Accordingly, in the present embodiment, when the polarized wave ratio of emission of the electric wave from the substrate 20 is equal to the polarized wave ratio of the small loop antenna 10, the non-directionality of the whole of the apparatus 1 is not changed substantially even when the conductor 50 approaches the apparatus 1. Specifically, in the present embodiment, the polarized wave ratio of the substrate 20 and the polarized wave ratio of the small loop antenna 10 are 0 dB, respectively, so that the non-directionality is secured.

When the polarized wave ratio of the substrate 20 is equal to the polarized wave ratio of the small loop antenna 10, the polarized wave ratio of the whole of the antenna apparatus 1 is not changed substantially even when the conductor 50 approaches the apparatus 1.

Further, the small loop antenna 10 is formed to set the polarized wave ratio of the small loop antenna 10 to be zero dB, and the substrate 20 is formed to have the horizontal length H of 40 millimeters and the vertical length V of 40 millimeters, the polarized wave ratio of the whole of the antenna apparatus 1 becomes zero dB. Further, in this case, even when the conductor 50 approaches the apparatus 1, the polarized wave ratio of 0 dB is maintained.

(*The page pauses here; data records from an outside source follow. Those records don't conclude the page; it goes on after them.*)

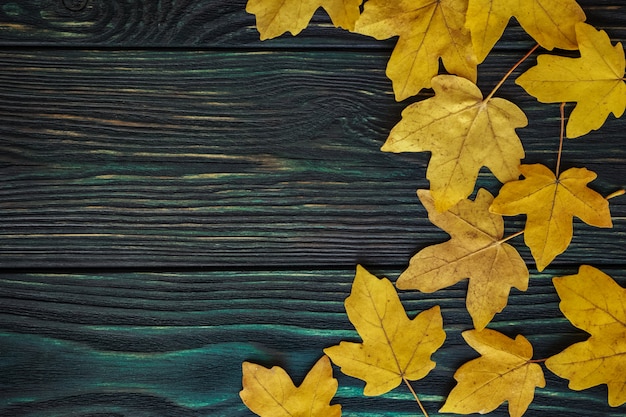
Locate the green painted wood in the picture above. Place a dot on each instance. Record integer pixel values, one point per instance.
(171, 344)
(205, 23)
(173, 158)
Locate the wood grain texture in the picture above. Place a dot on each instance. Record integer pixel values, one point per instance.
(241, 181)
(207, 23)
(171, 344)
(173, 158)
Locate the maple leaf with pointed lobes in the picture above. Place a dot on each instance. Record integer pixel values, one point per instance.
(550, 205)
(595, 81)
(464, 132)
(271, 393)
(595, 303)
(503, 372)
(275, 17)
(550, 22)
(394, 348)
(427, 30)
(475, 251)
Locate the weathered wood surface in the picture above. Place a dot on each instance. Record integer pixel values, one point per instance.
(117, 158)
(171, 344)
(204, 23)
(177, 197)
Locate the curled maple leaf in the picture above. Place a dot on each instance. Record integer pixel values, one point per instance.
(595, 303)
(464, 132)
(394, 347)
(595, 81)
(271, 393)
(550, 205)
(549, 22)
(476, 251)
(275, 17)
(503, 372)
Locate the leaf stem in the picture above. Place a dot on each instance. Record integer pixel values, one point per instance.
(408, 384)
(615, 194)
(508, 74)
(561, 135)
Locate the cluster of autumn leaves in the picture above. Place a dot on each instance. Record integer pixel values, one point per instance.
(465, 131)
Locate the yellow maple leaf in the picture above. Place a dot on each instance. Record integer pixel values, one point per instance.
(271, 393)
(550, 205)
(475, 251)
(595, 303)
(275, 17)
(464, 132)
(394, 348)
(595, 81)
(503, 372)
(549, 22)
(427, 30)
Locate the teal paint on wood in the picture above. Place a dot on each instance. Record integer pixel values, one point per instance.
(178, 339)
(164, 137)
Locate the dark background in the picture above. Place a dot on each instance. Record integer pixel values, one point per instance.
(177, 197)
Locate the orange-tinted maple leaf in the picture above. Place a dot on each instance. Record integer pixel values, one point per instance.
(550, 22)
(550, 205)
(271, 393)
(475, 251)
(275, 17)
(394, 347)
(464, 132)
(595, 81)
(503, 372)
(595, 303)
(427, 30)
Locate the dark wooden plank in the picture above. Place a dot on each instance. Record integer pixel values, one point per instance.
(179, 159)
(207, 23)
(172, 343)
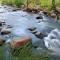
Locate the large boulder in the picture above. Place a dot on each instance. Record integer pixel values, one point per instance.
(17, 42)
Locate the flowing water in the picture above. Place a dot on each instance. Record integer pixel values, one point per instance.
(21, 21)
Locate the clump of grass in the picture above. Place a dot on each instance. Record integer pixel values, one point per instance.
(24, 53)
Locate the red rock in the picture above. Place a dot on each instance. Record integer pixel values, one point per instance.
(17, 42)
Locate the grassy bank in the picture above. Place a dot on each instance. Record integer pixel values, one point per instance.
(42, 3)
(24, 53)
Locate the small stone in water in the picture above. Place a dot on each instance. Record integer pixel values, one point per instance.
(39, 17)
(32, 28)
(39, 35)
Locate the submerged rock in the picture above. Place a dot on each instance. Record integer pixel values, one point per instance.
(53, 15)
(17, 42)
(39, 17)
(39, 35)
(2, 41)
(5, 31)
(33, 32)
(32, 28)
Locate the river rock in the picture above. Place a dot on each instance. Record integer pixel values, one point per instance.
(2, 41)
(53, 15)
(39, 17)
(39, 35)
(17, 42)
(0, 23)
(34, 31)
(9, 26)
(32, 28)
(5, 31)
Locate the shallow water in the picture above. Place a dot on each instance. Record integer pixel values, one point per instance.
(21, 21)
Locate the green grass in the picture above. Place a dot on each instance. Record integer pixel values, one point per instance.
(24, 53)
(42, 3)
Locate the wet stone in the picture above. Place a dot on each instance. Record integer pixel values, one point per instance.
(33, 32)
(39, 17)
(5, 31)
(2, 41)
(39, 35)
(32, 28)
(17, 42)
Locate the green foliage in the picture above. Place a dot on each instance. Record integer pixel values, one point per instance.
(24, 53)
(41, 3)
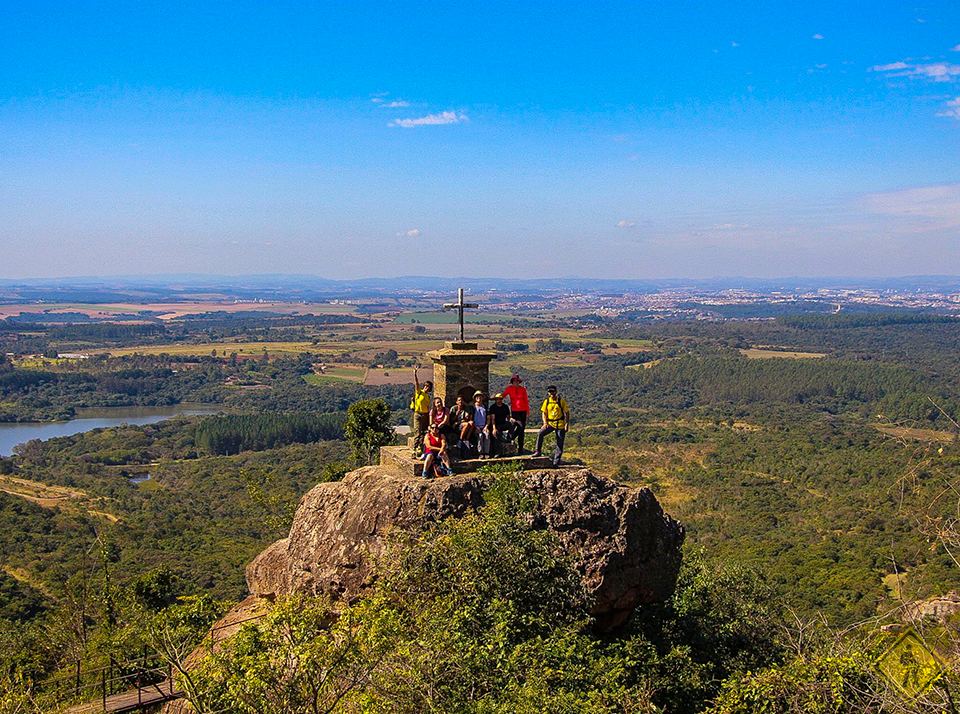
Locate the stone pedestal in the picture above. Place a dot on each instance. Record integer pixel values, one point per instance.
(460, 369)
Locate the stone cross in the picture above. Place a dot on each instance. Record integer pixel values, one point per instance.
(459, 306)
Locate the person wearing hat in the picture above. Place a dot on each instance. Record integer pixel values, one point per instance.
(556, 418)
(420, 405)
(501, 426)
(519, 406)
(461, 417)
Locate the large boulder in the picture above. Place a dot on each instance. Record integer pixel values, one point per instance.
(627, 549)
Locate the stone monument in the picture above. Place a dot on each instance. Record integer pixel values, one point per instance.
(460, 368)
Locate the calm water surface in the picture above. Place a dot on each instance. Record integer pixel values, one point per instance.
(87, 419)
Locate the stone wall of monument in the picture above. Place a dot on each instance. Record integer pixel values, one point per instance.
(465, 375)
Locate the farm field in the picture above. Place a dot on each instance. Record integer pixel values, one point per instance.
(221, 348)
(336, 374)
(172, 311)
(449, 317)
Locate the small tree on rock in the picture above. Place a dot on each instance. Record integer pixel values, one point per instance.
(368, 428)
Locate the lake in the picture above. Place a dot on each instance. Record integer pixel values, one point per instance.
(87, 419)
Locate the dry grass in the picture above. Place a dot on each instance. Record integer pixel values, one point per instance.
(49, 496)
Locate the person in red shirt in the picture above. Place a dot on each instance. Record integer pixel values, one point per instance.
(519, 406)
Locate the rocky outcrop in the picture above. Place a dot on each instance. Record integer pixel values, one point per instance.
(627, 549)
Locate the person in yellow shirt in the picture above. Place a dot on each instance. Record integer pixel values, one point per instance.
(420, 404)
(556, 419)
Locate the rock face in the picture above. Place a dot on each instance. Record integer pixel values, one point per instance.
(627, 549)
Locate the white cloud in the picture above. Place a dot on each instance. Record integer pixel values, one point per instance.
(447, 117)
(936, 71)
(952, 109)
(888, 67)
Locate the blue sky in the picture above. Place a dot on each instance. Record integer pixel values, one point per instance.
(628, 140)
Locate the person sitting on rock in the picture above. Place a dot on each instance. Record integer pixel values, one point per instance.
(502, 427)
(556, 418)
(480, 424)
(461, 417)
(440, 416)
(436, 459)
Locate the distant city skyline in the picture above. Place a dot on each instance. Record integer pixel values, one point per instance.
(625, 141)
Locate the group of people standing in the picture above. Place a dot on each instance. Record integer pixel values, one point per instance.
(479, 429)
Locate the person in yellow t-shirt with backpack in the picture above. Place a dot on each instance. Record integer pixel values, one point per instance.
(556, 419)
(420, 405)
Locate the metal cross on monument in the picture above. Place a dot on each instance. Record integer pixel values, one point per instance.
(459, 306)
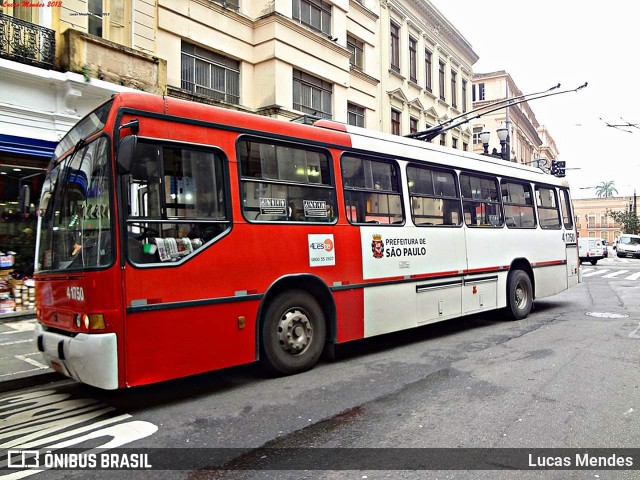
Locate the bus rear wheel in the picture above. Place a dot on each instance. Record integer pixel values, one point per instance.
(293, 333)
(519, 295)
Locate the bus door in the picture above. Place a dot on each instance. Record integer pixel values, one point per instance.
(570, 239)
(176, 210)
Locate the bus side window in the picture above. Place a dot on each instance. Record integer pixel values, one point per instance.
(548, 210)
(434, 196)
(518, 204)
(284, 182)
(371, 191)
(177, 201)
(481, 201)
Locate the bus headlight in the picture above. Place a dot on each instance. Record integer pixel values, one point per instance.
(94, 321)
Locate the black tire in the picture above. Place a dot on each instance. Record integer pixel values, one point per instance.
(293, 333)
(519, 295)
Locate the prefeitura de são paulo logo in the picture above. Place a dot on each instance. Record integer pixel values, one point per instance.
(377, 246)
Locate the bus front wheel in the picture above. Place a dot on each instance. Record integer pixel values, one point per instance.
(519, 295)
(293, 333)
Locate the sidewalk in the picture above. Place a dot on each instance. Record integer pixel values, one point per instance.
(20, 362)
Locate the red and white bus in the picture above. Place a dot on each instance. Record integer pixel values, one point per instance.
(177, 238)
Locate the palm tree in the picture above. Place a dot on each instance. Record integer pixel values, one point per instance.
(606, 189)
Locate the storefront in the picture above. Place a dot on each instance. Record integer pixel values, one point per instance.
(23, 163)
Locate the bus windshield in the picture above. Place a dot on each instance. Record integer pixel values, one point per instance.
(74, 222)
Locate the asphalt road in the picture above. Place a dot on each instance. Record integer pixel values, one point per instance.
(566, 377)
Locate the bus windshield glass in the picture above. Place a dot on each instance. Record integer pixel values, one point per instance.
(74, 224)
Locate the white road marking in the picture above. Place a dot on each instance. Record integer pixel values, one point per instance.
(615, 274)
(596, 272)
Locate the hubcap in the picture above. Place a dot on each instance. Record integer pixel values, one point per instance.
(295, 332)
(521, 296)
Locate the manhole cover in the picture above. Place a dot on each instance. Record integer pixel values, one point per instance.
(607, 315)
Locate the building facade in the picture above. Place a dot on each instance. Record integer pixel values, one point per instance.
(390, 65)
(527, 140)
(592, 220)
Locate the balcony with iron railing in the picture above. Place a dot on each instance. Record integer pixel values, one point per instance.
(25, 42)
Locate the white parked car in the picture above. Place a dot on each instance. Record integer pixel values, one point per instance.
(628, 245)
(590, 250)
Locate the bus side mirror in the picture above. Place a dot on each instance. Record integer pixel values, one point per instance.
(24, 202)
(125, 153)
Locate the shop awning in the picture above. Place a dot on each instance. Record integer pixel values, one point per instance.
(26, 146)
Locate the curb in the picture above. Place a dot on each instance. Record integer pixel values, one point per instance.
(31, 381)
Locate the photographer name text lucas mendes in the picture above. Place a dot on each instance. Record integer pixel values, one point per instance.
(580, 460)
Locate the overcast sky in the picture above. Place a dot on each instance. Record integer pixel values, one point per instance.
(544, 42)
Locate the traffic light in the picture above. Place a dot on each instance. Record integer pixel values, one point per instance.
(558, 168)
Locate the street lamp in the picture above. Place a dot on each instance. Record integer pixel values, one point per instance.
(484, 138)
(503, 134)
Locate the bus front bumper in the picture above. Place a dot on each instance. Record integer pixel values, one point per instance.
(90, 359)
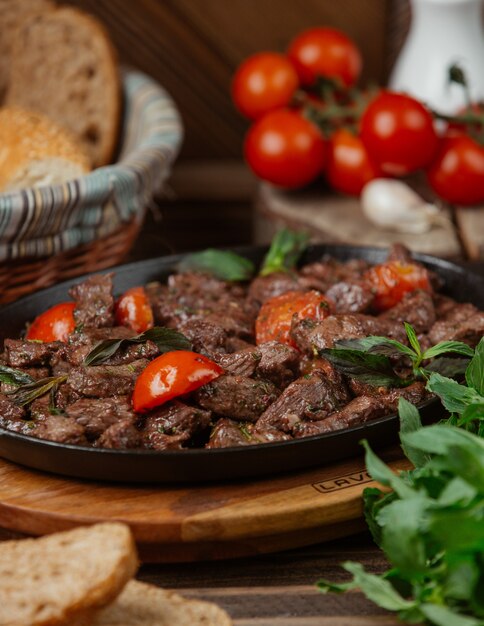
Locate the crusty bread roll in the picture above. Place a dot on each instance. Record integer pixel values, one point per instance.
(146, 605)
(63, 65)
(66, 577)
(35, 151)
(12, 14)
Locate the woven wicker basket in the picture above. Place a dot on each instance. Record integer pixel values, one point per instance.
(60, 232)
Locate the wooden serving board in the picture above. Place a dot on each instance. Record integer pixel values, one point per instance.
(203, 522)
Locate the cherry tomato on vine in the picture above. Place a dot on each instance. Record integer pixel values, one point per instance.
(325, 52)
(55, 324)
(398, 132)
(171, 375)
(274, 320)
(392, 280)
(285, 149)
(349, 166)
(134, 310)
(263, 82)
(457, 173)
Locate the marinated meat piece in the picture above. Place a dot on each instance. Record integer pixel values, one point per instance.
(96, 415)
(94, 302)
(58, 428)
(121, 435)
(416, 308)
(311, 336)
(81, 343)
(311, 397)
(463, 323)
(238, 397)
(206, 338)
(350, 297)
(173, 425)
(21, 353)
(264, 288)
(101, 381)
(359, 411)
(228, 434)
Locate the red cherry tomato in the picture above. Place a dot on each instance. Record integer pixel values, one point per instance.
(349, 167)
(398, 132)
(170, 375)
(263, 82)
(457, 173)
(285, 149)
(392, 280)
(55, 324)
(134, 311)
(274, 320)
(325, 52)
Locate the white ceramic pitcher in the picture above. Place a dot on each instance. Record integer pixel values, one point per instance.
(442, 32)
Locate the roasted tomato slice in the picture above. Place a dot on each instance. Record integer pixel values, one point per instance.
(55, 324)
(170, 375)
(274, 320)
(392, 280)
(134, 310)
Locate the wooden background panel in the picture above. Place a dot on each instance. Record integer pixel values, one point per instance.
(193, 46)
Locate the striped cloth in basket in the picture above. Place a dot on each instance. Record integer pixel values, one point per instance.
(43, 221)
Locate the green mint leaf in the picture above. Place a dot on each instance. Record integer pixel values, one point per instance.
(454, 397)
(166, 340)
(409, 423)
(376, 345)
(412, 338)
(28, 393)
(284, 253)
(475, 369)
(448, 366)
(222, 264)
(14, 377)
(445, 347)
(374, 369)
(444, 616)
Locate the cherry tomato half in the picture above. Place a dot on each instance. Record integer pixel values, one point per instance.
(55, 324)
(285, 149)
(170, 375)
(398, 132)
(392, 280)
(274, 320)
(325, 52)
(349, 166)
(457, 173)
(134, 310)
(263, 82)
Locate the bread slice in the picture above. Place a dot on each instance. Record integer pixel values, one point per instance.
(146, 605)
(63, 65)
(12, 14)
(64, 578)
(35, 151)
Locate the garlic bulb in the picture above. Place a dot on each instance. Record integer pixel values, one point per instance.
(392, 204)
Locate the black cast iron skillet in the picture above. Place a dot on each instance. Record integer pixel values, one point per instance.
(200, 465)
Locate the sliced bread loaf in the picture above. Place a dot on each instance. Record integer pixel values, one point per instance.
(64, 578)
(34, 151)
(63, 65)
(12, 14)
(146, 605)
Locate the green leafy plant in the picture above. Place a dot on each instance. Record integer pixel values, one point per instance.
(166, 340)
(430, 523)
(370, 359)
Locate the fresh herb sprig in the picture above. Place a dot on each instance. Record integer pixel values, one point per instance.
(222, 264)
(431, 523)
(286, 248)
(369, 359)
(166, 340)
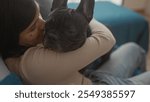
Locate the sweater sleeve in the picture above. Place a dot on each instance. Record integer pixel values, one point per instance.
(39, 65)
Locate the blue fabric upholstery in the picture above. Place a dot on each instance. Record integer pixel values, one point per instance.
(125, 24)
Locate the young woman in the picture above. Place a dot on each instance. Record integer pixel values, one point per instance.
(23, 30)
(21, 34)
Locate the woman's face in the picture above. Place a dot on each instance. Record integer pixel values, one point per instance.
(33, 34)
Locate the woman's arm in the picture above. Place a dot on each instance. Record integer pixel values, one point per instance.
(38, 63)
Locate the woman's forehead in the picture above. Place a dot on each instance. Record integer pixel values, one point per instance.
(36, 17)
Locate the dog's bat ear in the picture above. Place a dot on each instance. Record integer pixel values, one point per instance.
(58, 4)
(86, 8)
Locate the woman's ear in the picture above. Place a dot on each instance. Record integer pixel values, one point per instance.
(59, 3)
(86, 8)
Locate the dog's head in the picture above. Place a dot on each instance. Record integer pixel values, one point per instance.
(66, 28)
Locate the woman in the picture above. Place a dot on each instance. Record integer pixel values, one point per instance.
(20, 38)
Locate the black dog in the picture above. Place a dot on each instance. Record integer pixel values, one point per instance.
(67, 29)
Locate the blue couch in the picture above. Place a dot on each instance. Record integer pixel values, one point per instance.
(125, 24)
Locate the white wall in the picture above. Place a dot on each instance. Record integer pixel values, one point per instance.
(135, 4)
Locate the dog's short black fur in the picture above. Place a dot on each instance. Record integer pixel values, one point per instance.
(67, 29)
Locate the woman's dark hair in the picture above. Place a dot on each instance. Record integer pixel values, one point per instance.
(65, 30)
(16, 16)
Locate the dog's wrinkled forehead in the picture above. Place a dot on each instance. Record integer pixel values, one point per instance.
(85, 8)
(64, 13)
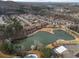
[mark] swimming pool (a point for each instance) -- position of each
(45, 38)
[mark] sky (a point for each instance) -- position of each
(45, 0)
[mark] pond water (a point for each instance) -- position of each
(45, 38)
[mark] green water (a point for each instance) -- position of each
(45, 38)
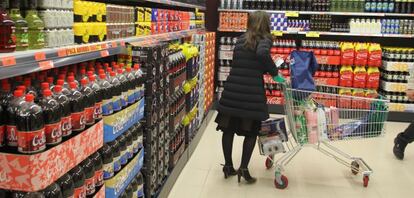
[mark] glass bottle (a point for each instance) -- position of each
(7, 28)
(22, 37)
(36, 27)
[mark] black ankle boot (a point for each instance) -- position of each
(246, 175)
(229, 171)
(399, 147)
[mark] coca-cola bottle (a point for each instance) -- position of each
(77, 107)
(52, 113)
(98, 97)
(78, 177)
(106, 87)
(66, 119)
(107, 160)
(30, 127)
(124, 87)
(66, 185)
(89, 96)
(53, 191)
(89, 171)
(13, 106)
(116, 91)
(98, 163)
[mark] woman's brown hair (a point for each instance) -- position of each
(258, 27)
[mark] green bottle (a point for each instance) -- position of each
(36, 27)
(21, 31)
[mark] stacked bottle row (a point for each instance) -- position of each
(155, 63)
(64, 102)
(84, 180)
(390, 6)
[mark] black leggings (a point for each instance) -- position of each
(248, 147)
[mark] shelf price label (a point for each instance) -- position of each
(312, 34)
(292, 14)
(45, 65)
(104, 53)
(277, 33)
(39, 56)
(8, 61)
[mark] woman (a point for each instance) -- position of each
(242, 106)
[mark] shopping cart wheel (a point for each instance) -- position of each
(355, 167)
(284, 183)
(269, 162)
(366, 180)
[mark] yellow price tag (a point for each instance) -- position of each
(312, 34)
(292, 14)
(277, 33)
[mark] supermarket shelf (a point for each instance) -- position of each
(317, 34)
(176, 3)
(25, 62)
(392, 116)
(172, 178)
(293, 13)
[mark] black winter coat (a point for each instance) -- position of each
(244, 94)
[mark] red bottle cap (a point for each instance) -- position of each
(73, 85)
(71, 78)
(84, 81)
(60, 82)
(29, 98)
(57, 88)
(45, 86)
(18, 93)
(21, 87)
(47, 93)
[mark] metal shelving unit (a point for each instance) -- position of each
(373, 14)
(25, 62)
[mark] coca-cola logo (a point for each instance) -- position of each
(39, 140)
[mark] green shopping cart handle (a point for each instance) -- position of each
(279, 79)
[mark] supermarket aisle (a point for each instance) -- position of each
(310, 174)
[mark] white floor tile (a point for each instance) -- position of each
(311, 174)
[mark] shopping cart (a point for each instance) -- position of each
(317, 118)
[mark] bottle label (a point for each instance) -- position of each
(107, 108)
(11, 135)
(99, 178)
(116, 103)
(98, 111)
(53, 133)
(90, 185)
(80, 192)
(124, 157)
(89, 115)
(108, 170)
(66, 124)
(31, 141)
(117, 164)
(2, 130)
(78, 121)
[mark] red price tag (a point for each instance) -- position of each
(45, 65)
(104, 53)
(62, 53)
(39, 56)
(8, 61)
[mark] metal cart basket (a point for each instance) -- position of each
(317, 118)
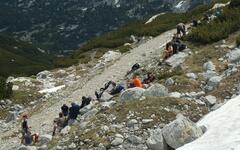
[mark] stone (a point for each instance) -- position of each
(180, 132)
(43, 75)
(90, 113)
(132, 122)
(83, 125)
(175, 94)
(108, 104)
(86, 109)
(15, 87)
(132, 94)
(208, 74)
(216, 106)
(65, 130)
(156, 90)
(118, 140)
(234, 56)
(23, 147)
(210, 100)
(214, 81)
(135, 140)
(156, 140)
(176, 60)
(209, 66)
(105, 97)
(72, 146)
(192, 76)
(12, 116)
(169, 82)
(45, 139)
(146, 121)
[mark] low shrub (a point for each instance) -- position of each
(238, 41)
(5, 88)
(227, 23)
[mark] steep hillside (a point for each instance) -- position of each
(63, 25)
(21, 58)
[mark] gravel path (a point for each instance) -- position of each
(42, 122)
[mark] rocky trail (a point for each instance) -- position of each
(42, 120)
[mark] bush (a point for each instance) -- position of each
(235, 3)
(5, 88)
(238, 41)
(220, 28)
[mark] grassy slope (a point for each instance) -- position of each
(115, 39)
(20, 58)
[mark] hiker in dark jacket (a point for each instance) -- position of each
(102, 90)
(116, 89)
(65, 110)
(85, 101)
(73, 111)
(25, 128)
(150, 78)
(181, 30)
(133, 69)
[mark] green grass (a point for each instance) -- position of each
(227, 23)
(21, 58)
(238, 41)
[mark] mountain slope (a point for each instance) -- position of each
(63, 25)
(17, 57)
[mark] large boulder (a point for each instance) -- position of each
(132, 94)
(180, 132)
(156, 90)
(156, 140)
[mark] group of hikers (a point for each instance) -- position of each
(175, 45)
(27, 137)
(68, 115)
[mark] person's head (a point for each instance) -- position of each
(84, 98)
(73, 103)
(114, 84)
(25, 117)
(135, 75)
(60, 115)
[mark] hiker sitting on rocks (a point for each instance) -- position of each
(35, 138)
(27, 138)
(135, 82)
(150, 78)
(85, 101)
(206, 18)
(168, 51)
(133, 69)
(73, 113)
(102, 90)
(25, 127)
(194, 23)
(181, 30)
(59, 123)
(117, 88)
(65, 109)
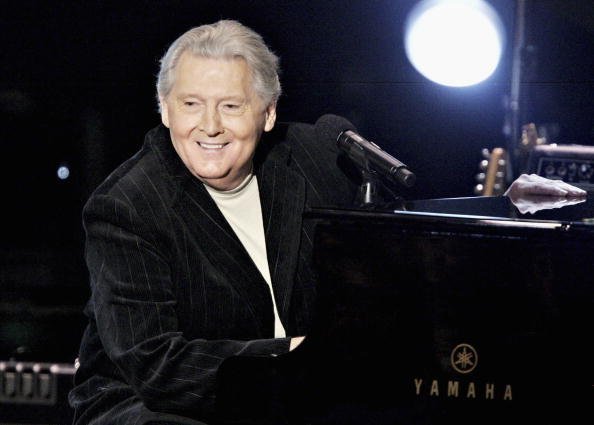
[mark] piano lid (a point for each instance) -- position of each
(500, 213)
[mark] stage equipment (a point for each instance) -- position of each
(455, 43)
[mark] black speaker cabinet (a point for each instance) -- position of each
(571, 163)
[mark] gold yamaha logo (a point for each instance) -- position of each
(464, 358)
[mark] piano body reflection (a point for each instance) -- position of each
(461, 310)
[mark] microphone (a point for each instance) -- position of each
(364, 153)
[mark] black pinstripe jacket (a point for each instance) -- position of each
(174, 292)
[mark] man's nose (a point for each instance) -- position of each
(210, 122)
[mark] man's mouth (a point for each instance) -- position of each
(212, 146)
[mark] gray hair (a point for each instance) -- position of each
(225, 39)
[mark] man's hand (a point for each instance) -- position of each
(533, 184)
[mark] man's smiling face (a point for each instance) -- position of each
(215, 118)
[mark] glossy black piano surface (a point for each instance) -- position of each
(462, 311)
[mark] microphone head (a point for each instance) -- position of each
(330, 127)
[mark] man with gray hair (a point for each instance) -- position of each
(195, 246)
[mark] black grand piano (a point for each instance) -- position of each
(446, 311)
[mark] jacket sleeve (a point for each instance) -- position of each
(134, 305)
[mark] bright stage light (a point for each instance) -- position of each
(454, 42)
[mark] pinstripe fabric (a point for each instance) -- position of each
(174, 292)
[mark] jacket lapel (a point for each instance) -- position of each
(282, 195)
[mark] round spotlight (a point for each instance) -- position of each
(456, 43)
(63, 172)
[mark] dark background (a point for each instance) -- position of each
(77, 87)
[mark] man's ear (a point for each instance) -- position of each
(164, 112)
(270, 117)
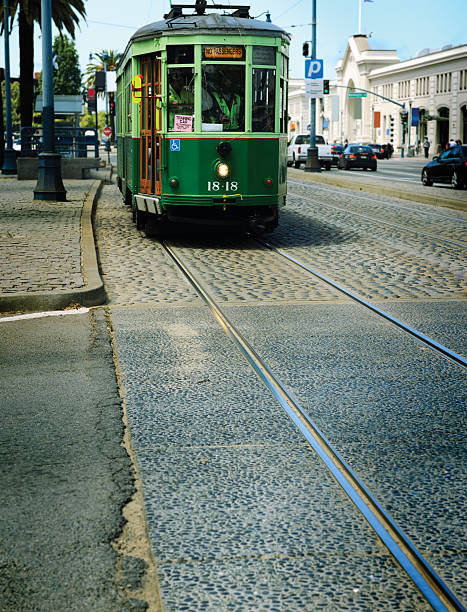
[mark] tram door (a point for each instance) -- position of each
(150, 132)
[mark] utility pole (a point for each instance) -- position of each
(105, 57)
(9, 155)
(312, 161)
(49, 178)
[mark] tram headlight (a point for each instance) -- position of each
(222, 170)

Alternatively, even when the polarized wave ratio of the substrate 20 and the polarized wave ratio of the small loop antenna 10 are 0 dB, the polarized wave ratio of the whole of the apparatus 1 is constant and zero dB without depending on existence or non-existence of the conductor 50 as long as the polarized wave ratio of the small loop antenna 10 is equal to the polarized wave ratio of the substrate 20.

The antenna apparatus 1 in the present embodiment includes the small loop antenna 10 and the ground substrate 20 as the equivalent dipole antenna 21. Each of the small loop antenna 10 and the ground substrate 20 has the same polarized wave components. Specifically, the ground substrate 20 functions as an antenna in a positive way. Thus, at least in a case where the conductor 50 does not approach the apparatus 1, the antenna apparatus 1 provides high gain.

Further, the dimensions and the shape of the substrate 20 are determined to have the polarized wave ratio equal to the small loop antenna 10. Thus, the polarized wave ratio of the whole of the apparatus 1 is constant even when the conductor 50 approaches the apparatus 1.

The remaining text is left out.